From the Upper West Side to the Middle East: Najla Said on Her New Memoir, Looking for Palestine
“I am a Palestinian-Lebanese-American Christian woman, but I grew up as a Jew in New York City. I began my life, however, as a WASP,” writes author and actress Najla Said, whose new memoir, Looking for Palestine: Growing Up Confused in an Arab-American Family (Riverhead), sorts through a bewildering stew of identities with honesty and humor. Said grew up in the 1980s on the Upper West Side, eating bagels from Zabar’s and surrounded by intellectuals; she attended school across Central Park on the Upper East Side, at sea amid the blonde daughters of privilege. While her father and “temperamental soul mate,” the scholar Edward Said, was arguing for Palestinian self-determination (and her Lebanese mother, Mariam, was managing their daily life), young Najla was gripped by an eating disorder, struggling to reconcile TV news stereotypes of the Middle East with her own eye-opening experiences—including visits to her father’s homeland, where she toured refugee camps in an Agnès B. skirt—and to her mother’s family in Beirut, where she found a sense of belonging. Vogue corresponded with Said about her own path to self-definition, both onstage and on the page.
Your memoir shows so clearly how the fear of being different, something so dreaded by children, can be a tremendous advantage as an adult. We bring other perspectives into the room; we have more than one country to call home. That said, identifying as Arab-American has only become more complex since you were a child. Did writing the book help you clarify what it means to you?
It did. I think that for so long I really wanted to find out if I was more “Arab” or more “American,” as if there was some definitive answer to that question, since “Arab-American” never seemed to feel as though it fit properly. In writing the book, I was able to really dive into the questions I had about my so-called “real identity” and ultimately understand that they were probably never going to be resolved. In an interesting way, that is also what I felt connected me to my father’s work and his legacy. He was a person who hated labels and saw himself as a true exile from all sorts of cultural identifications.
As I went through the experiences of my childhood, I began to see how I had come to absorb all he believed in and thought about without even trying. That was a wonderful realization: I had somehow created and thought incessantly about my own mixed-up “identity” precisely because I was never encouraged to embrace just one. I feel totally American at times and totally not American at times, and I feel the same way about being Arab.
Your memoir emerged from your successful one-woman show, Palestine, which struck a chord in post 9/11 New York. What made you decide to adapt that into a book in the first place, and what was the process like? Have any responses to it surprised you?
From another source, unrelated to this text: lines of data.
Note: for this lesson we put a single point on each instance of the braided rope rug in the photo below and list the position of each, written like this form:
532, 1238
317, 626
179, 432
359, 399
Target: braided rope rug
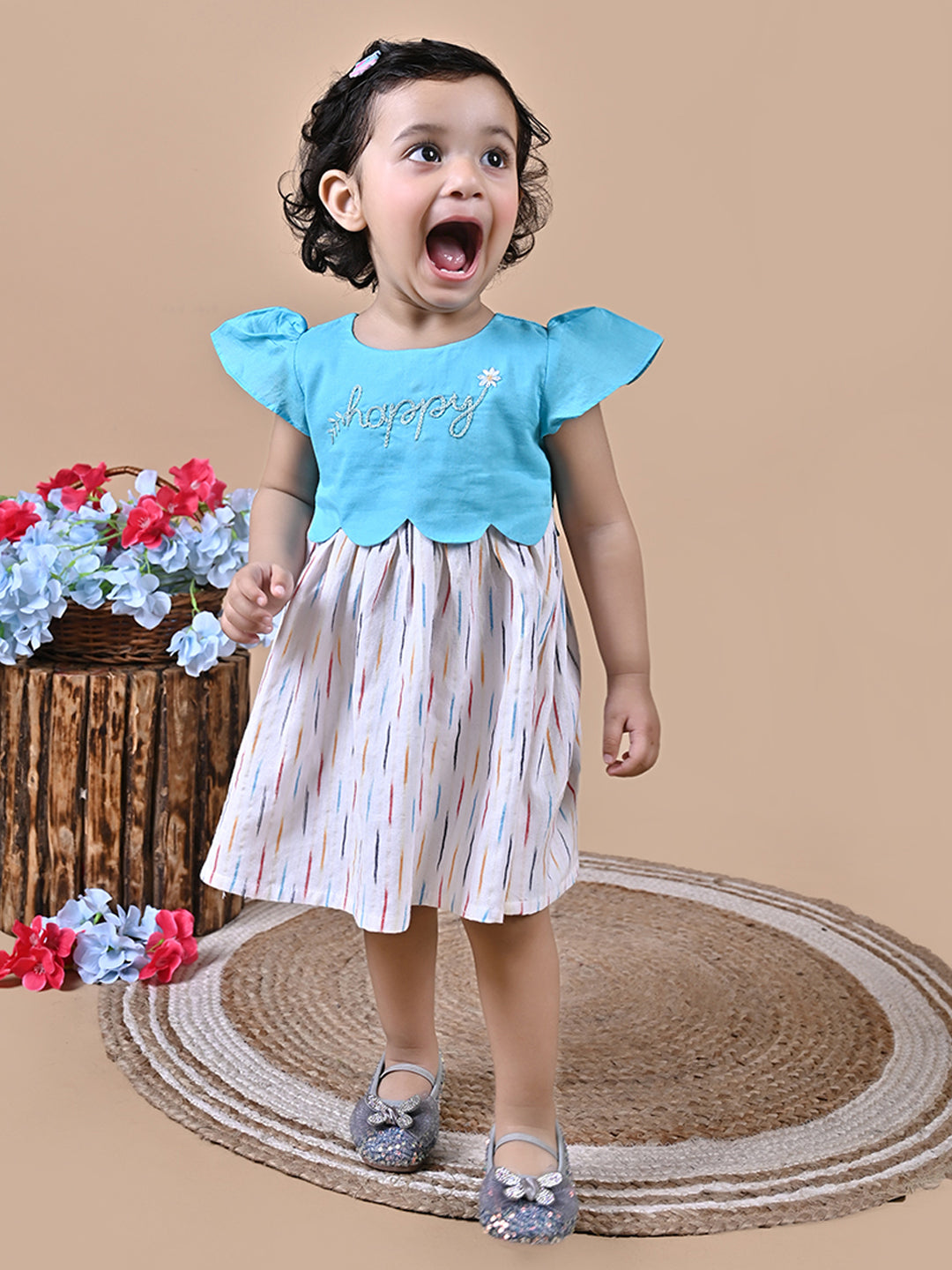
730, 1054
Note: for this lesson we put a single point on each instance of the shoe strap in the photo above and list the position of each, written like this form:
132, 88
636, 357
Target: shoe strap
409, 1067
524, 1137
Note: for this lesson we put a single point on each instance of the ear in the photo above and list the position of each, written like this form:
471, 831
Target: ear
342, 197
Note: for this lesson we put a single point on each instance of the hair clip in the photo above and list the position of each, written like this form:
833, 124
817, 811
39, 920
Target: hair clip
365, 64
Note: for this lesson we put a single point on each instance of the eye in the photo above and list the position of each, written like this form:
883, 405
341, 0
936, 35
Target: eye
496, 158
427, 153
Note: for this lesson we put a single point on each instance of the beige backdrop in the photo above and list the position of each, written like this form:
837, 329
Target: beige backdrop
763, 182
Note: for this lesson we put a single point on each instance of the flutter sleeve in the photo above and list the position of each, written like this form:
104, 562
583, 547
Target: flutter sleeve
591, 354
258, 349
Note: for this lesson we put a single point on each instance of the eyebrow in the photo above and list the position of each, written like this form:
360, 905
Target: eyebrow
437, 129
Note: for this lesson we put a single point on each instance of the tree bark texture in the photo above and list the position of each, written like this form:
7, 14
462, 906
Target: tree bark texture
115, 778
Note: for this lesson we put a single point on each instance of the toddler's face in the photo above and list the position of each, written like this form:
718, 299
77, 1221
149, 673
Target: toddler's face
438, 190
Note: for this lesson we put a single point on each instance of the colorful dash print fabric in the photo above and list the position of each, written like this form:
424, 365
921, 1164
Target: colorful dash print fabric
415, 736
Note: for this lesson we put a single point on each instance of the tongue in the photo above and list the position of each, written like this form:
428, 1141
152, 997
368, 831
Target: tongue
446, 251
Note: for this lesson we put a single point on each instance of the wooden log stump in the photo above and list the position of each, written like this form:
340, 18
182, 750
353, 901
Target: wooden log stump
115, 778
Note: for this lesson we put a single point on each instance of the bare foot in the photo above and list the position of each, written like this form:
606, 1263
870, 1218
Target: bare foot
524, 1157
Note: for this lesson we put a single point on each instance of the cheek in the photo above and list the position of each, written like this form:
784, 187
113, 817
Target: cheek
508, 207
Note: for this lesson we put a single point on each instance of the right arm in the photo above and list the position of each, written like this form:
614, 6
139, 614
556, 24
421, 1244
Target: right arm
280, 513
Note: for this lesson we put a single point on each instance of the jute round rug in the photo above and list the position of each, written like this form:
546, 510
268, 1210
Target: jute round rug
732, 1054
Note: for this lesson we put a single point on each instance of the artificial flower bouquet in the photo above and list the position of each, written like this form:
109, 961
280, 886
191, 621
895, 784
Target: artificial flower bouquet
104, 946
74, 542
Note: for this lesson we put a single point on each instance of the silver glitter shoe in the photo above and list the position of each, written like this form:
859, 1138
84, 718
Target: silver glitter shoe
528, 1209
398, 1136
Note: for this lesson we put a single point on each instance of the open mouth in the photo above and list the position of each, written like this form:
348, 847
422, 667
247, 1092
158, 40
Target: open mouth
453, 248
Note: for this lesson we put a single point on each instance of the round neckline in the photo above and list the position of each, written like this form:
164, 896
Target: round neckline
430, 348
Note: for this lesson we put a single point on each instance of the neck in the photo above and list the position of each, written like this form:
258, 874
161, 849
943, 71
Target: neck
397, 323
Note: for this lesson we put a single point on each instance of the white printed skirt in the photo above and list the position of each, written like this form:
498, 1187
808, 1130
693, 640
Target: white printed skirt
415, 736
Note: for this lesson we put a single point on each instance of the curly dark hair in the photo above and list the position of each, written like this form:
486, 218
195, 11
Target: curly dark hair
339, 127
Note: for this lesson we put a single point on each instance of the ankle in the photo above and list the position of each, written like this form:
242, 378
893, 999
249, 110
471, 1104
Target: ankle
426, 1054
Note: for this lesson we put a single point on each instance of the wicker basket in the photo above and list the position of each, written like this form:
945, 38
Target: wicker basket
98, 637
86, 637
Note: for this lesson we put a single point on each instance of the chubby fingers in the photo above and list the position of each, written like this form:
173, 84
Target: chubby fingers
245, 609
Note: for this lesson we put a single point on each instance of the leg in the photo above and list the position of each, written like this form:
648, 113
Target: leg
517, 970
403, 972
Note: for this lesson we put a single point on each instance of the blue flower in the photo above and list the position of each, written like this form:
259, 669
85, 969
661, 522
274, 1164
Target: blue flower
138, 594
199, 646
79, 914
104, 954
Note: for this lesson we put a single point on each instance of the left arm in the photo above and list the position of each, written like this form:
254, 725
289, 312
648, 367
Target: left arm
607, 557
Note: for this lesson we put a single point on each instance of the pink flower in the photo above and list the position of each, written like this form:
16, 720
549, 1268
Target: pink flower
38, 954
90, 479
172, 946
197, 475
147, 524
178, 502
16, 519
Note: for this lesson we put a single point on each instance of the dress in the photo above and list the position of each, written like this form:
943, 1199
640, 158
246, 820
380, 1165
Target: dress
415, 736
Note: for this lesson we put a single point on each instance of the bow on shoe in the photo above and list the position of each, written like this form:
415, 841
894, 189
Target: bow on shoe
387, 1113
521, 1186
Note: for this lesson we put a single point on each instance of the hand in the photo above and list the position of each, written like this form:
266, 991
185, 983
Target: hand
254, 596
629, 707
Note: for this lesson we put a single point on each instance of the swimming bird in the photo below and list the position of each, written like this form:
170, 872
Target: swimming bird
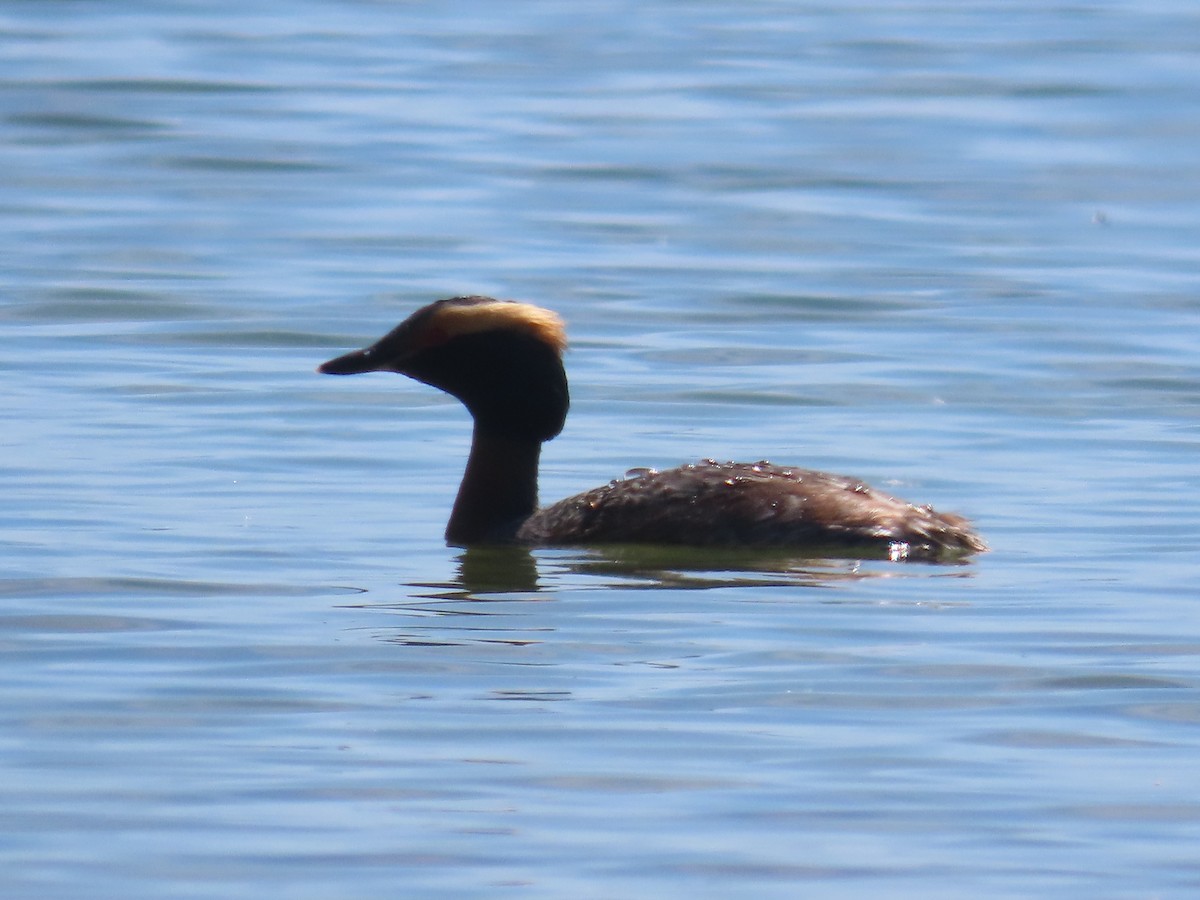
504, 360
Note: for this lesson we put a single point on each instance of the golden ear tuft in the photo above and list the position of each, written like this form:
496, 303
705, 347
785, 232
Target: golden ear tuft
456, 319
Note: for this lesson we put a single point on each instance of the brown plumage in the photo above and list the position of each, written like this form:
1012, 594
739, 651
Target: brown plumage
503, 360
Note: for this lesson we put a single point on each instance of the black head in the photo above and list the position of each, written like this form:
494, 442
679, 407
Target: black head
502, 359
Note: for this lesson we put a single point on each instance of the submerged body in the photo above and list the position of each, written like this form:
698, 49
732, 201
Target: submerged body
503, 360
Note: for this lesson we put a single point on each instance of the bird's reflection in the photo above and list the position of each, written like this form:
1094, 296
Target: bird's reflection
487, 599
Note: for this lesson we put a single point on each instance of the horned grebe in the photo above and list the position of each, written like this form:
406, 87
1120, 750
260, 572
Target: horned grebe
504, 361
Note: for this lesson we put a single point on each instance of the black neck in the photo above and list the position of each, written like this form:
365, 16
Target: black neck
498, 491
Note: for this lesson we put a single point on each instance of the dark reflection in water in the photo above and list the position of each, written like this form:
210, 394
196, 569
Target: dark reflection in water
484, 571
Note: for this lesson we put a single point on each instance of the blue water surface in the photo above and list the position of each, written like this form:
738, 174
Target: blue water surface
949, 249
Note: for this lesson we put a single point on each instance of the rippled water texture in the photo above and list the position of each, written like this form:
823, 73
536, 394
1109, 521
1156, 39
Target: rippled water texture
948, 249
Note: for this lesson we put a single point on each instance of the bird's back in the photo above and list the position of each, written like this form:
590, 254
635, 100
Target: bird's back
751, 504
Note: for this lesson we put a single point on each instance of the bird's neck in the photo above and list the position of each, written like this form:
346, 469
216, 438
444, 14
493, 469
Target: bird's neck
498, 491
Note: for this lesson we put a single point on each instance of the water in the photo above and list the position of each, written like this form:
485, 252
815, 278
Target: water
952, 251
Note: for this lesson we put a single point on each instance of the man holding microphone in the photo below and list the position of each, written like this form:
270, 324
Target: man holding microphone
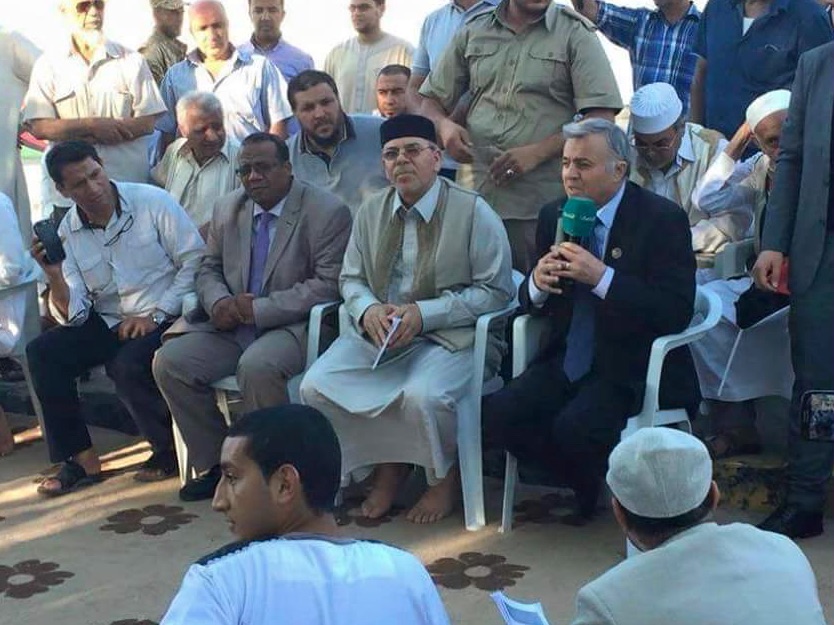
633, 280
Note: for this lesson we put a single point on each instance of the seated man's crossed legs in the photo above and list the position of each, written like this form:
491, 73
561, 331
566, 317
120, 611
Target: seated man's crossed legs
402, 413
186, 366
564, 429
56, 358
I wrote the play to give myself an acting job—and because I was encouraged by colleagues who felt it would be an important story to tell, and a way to add to the creative contributions of the newly visible (post-9/11) Arab-American community. I was frustrated, as I had been constantly auditioning to play Arab women in film and TV and onstage, only to find that I come across as far more “white” because of my skin tone (Hollywood Arabs tend to most often be dark-skinned; real Arabs, of course, are completely varied) and my education and upbringing. And yet I rarely got to audition for anything other than “the Arab.” I wanted to write a play that showed all the sides of my personality and range. And then, when I started performing Palestine, I was overwhelmed with positive responses to my writing. Literary people saw me perform and encouraged me to turn it into a book. I started working on that as soon as the show closed in 2010.
I will say this: It was extremely difficult to write a book, in prose, in my own voice, without being able to rely on my acting skills to convey subtext. I’m surprised when people like my writing; I am not surprised when some people are disappointed that it doesn’t sound like something my father wrote. That happens all the time, and it doesn’t even faze me anymore.
There have been a number of prominent memoirs by the children of famous author fathers published in the last year, but in Looking for Palestine, your mother is just as strong a presence. What was her reaction to the book?
It’s amazing that just being the daughter of someone, and being from a particular culture and not hiding it, makes you automatically “political” or “controversial.” In fact I only really started to know my mom after my dad died. He was so larger-than-life, it was hard for anyone to see how incredible she was. As a grown-up, and as a woman, I am so proud of who she is, and in a sense I wanted to write it for her. My mom is not the most demonstrative person in the world, which is why, when she opened it and saw that it was dedicated to “my parents,” and she smiled and got sort of flushed with pride, I felt that even if everyone else hated the book, I made my mother proud.